Page MenuHomePhabricator

Decide whether a Lexeme's lemma can have multiple representations for the same language code.
Closed, ResolvedPublic

Description

We decided to have multi-variant lemmas on Lexemes, see T151582. That is, we support multiple representations (spellings, scripts) of the lemma.

This again raises two options:

  • allow only one representation per language (in PHP, that would be a TermList; In JSON this would be a simple object, using language codes as the keys and terms as values)
  • allow any number of representation per language (in PHP, that would be an AliasGroupList; In JSON this would be an object with language codes as the keys but lists of terms as the values)

The advantage of one-per-language is that it is easier to use: we can apply the same language fallback we use for Item labels, and get a single string. The disadvantage is that we may invent language codes to cover regional differences, dialects, and changes over time. We may want to use Item qids instead of ISO code to overcome this, but we have to map these to ISO codes at least for use in HTML and RDF. We could also go with a hybrid approach, ISO language codes suffixed by qids, e.g. de-au.Q131964. The suffixes could just be stripped for use in HTML and RDF, but we'd need a rather complex widget for picking and editing the language code.

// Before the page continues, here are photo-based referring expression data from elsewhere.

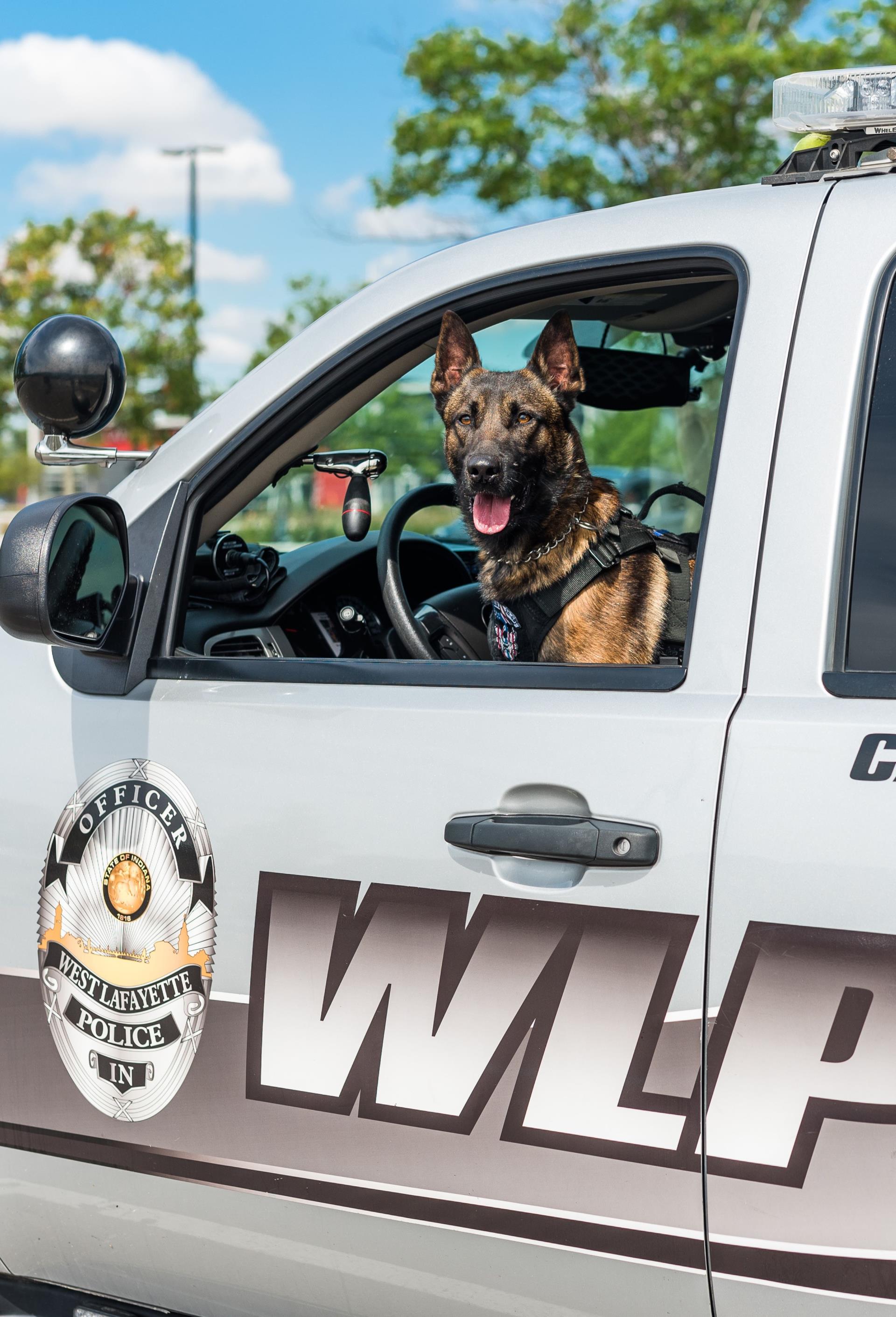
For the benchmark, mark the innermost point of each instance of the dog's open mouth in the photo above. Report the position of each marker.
(491, 513)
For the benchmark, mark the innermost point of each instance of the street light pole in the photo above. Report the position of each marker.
(193, 219)
(193, 152)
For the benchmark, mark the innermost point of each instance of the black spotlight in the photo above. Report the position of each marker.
(70, 376)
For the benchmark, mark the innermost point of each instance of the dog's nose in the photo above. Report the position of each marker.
(483, 468)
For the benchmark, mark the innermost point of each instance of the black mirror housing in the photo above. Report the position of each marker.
(65, 573)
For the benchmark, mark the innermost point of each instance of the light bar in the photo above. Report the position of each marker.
(836, 99)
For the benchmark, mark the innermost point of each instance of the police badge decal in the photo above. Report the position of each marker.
(127, 937)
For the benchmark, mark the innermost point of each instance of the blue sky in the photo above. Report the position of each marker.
(304, 97)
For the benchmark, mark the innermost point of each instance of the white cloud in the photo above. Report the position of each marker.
(387, 262)
(217, 265)
(113, 90)
(142, 177)
(137, 100)
(232, 334)
(415, 222)
(338, 197)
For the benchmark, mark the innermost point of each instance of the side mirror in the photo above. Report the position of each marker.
(63, 573)
(70, 381)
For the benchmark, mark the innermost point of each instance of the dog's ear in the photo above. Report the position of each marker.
(556, 360)
(455, 355)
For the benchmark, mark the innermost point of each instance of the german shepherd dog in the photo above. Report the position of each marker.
(523, 481)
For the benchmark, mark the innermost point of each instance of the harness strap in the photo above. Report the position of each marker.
(518, 630)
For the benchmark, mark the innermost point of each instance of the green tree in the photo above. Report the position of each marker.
(615, 103)
(311, 299)
(129, 275)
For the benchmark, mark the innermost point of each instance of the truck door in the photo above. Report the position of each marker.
(418, 1062)
(802, 1080)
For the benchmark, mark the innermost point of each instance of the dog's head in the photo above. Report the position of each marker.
(508, 437)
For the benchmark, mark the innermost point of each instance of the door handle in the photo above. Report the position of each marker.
(595, 843)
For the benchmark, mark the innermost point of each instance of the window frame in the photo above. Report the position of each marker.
(839, 680)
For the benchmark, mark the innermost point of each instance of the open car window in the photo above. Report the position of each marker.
(640, 450)
(278, 578)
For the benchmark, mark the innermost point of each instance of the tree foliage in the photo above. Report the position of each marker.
(616, 102)
(309, 299)
(126, 272)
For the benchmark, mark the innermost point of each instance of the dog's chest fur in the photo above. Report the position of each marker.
(619, 618)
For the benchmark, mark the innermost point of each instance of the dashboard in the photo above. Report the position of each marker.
(320, 601)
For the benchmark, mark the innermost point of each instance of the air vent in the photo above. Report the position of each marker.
(251, 643)
(245, 644)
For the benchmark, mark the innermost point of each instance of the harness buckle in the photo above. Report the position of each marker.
(606, 554)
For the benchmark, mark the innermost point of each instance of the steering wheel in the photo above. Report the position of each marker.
(449, 626)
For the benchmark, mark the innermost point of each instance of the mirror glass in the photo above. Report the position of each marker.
(87, 573)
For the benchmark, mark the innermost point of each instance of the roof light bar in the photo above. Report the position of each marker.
(836, 99)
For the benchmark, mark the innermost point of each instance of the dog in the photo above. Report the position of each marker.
(531, 504)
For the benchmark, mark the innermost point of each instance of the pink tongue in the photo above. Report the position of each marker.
(490, 513)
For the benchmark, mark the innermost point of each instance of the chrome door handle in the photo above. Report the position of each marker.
(595, 843)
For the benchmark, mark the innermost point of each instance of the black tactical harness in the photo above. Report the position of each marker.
(518, 627)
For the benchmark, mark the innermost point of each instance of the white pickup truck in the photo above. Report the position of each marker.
(375, 978)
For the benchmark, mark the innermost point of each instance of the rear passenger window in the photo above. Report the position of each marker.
(871, 636)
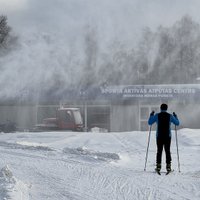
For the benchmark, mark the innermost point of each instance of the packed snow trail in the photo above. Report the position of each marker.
(95, 166)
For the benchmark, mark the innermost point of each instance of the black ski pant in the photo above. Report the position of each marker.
(166, 143)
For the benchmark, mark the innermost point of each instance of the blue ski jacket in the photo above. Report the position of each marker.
(171, 119)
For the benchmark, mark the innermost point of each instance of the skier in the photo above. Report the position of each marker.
(163, 134)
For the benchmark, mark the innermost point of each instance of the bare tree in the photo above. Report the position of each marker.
(4, 30)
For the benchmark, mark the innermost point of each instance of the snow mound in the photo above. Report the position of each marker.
(26, 146)
(10, 187)
(82, 151)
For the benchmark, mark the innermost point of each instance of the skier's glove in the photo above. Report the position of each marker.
(152, 113)
(174, 114)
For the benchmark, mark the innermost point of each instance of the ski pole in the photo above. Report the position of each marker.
(177, 148)
(147, 148)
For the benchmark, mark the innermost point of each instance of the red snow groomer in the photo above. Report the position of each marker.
(66, 119)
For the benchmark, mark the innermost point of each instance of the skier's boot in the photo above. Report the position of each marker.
(158, 167)
(168, 167)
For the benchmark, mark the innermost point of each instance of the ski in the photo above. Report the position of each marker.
(158, 172)
(168, 172)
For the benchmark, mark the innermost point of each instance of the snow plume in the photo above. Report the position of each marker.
(73, 44)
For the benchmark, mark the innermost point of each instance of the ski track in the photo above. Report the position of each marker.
(54, 174)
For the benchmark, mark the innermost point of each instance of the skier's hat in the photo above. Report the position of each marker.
(163, 106)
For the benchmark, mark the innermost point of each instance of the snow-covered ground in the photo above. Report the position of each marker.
(95, 166)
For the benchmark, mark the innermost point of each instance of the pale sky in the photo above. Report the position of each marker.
(123, 16)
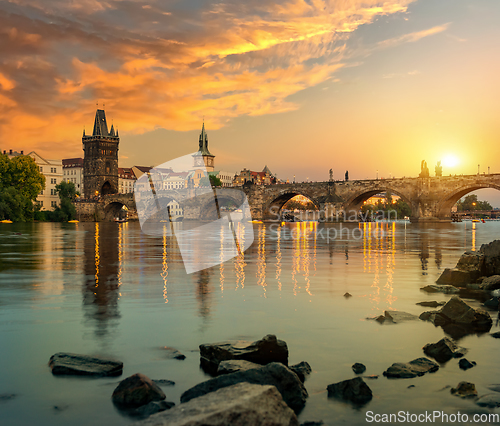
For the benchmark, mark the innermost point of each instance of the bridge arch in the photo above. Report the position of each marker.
(449, 200)
(355, 202)
(272, 209)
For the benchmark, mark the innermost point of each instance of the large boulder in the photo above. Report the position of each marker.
(268, 349)
(242, 404)
(444, 350)
(491, 253)
(354, 390)
(465, 390)
(83, 365)
(456, 311)
(135, 391)
(408, 370)
(286, 381)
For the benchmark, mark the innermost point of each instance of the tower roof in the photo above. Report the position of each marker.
(204, 141)
(100, 124)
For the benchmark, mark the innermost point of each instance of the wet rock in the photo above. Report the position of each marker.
(302, 369)
(491, 303)
(164, 382)
(286, 381)
(358, 368)
(457, 278)
(234, 365)
(456, 311)
(490, 283)
(268, 349)
(354, 390)
(151, 408)
(242, 404)
(432, 304)
(135, 391)
(83, 365)
(435, 288)
(491, 254)
(172, 353)
(465, 364)
(444, 350)
(465, 390)
(408, 370)
(394, 317)
(7, 396)
(490, 400)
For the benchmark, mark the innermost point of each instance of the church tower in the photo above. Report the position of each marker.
(100, 161)
(203, 156)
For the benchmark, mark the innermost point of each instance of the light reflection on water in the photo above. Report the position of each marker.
(105, 288)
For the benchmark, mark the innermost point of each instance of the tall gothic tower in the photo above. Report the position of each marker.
(203, 156)
(100, 162)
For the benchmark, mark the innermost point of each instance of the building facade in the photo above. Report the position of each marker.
(100, 161)
(73, 172)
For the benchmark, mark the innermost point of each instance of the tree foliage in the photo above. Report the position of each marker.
(20, 184)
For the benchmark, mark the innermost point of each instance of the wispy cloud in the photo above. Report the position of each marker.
(165, 63)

Alternatively, we may allow any number of representations with the same language code. This is what the Lemon model does: it allows a set of arbitrary representations, with no restrictions on the language markers. This adds complexity for consumers that need to single value: even after finding the correct group by applying language fallback, they would have to pick one member of the group at random, or concatenate them. The advantage of this approach is that we can rely on a closed set of language codes, for which we can assume support by clients.

See also:
T151626: Investigate and decide the representation of languages and variants in Lexeme entities

NOTE: This needs to be decided for the canonical representation of Lexemes before going live. The multi-value JSON representation is forward-compatible, while the single-value JSON structure is not.

Related Objects

Event Timeline

Is a dialect a language for the purposes of this discussion?

Lydia_Pintscher claimed this task.
Lydia_Pintscher moved this task from Backlog to Done on the Wikidata-Former-Sprint-Board board.
Lydia_Pintscher subscribed.

Decision: Yes in the future but for now we only allow one.

@ChristianKl: Yes. Sorry for answering only now. The previous reply didn't get sent it seems.